Już za kilka godzin do rywalizacji ruszą ćwierćfinaliści ELEAGUE Season 2. W środę odbędą się dwa spotkania, które wyłonią pierwszą parę półfinałową największej ligi świata.

 

Jako pierwsi dzisiejszego wieczoru na scenę wyjdą gracze Team dignitas oraz SK Gaming. Patrząc po wszystkich parach ćwierćfinałowych to właśnie ta wygląda na najmocniejszą. Dignitas od jakiegoś czasu wpisuję się w ścisłą czołówkę zespołów na świecie, nawet mimo wpadek, jak ta na DreamHacku ZOWIE Open Winter 2016, gdzie Duńczycy i “RUBINO” wraz z OpTic Gaming zajęli ostatnie miejsce. Swą dobrą formę zawodnicy przełożyli jednak wcześniej na ELEAGUE, gdzie wygrali mocno obsadzoną grupę D.

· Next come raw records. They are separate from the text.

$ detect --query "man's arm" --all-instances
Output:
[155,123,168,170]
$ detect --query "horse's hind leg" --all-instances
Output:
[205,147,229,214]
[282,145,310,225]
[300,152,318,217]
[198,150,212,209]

SK Gaming z kolei to bezapelacyjnie najlepszy zespół tego roku. Brazylijczycy przyzwyczaili fanów e-sportu do świetnej formy i niewiele osób wyobraża sobie, by SK zakończyło swój udział w drugim sezonie ELEAGUE na ćwierćfinale. Gabriel “FalleN” Toledo wraz z kompanami nie będą mieli jednak łatwej przeprawy. Warto wspomnieć, że zwycięzcy wszystkich tegorocznych majorów nieoczekiwanie przegrali w grupie C z Astralis, wychodząc “tylko” z drugiego miejsca. Mimo tego to jednak ekipa z Ameryki Południowej wydaje się być faworytem pojedynku, który może przynieść wiele emocji.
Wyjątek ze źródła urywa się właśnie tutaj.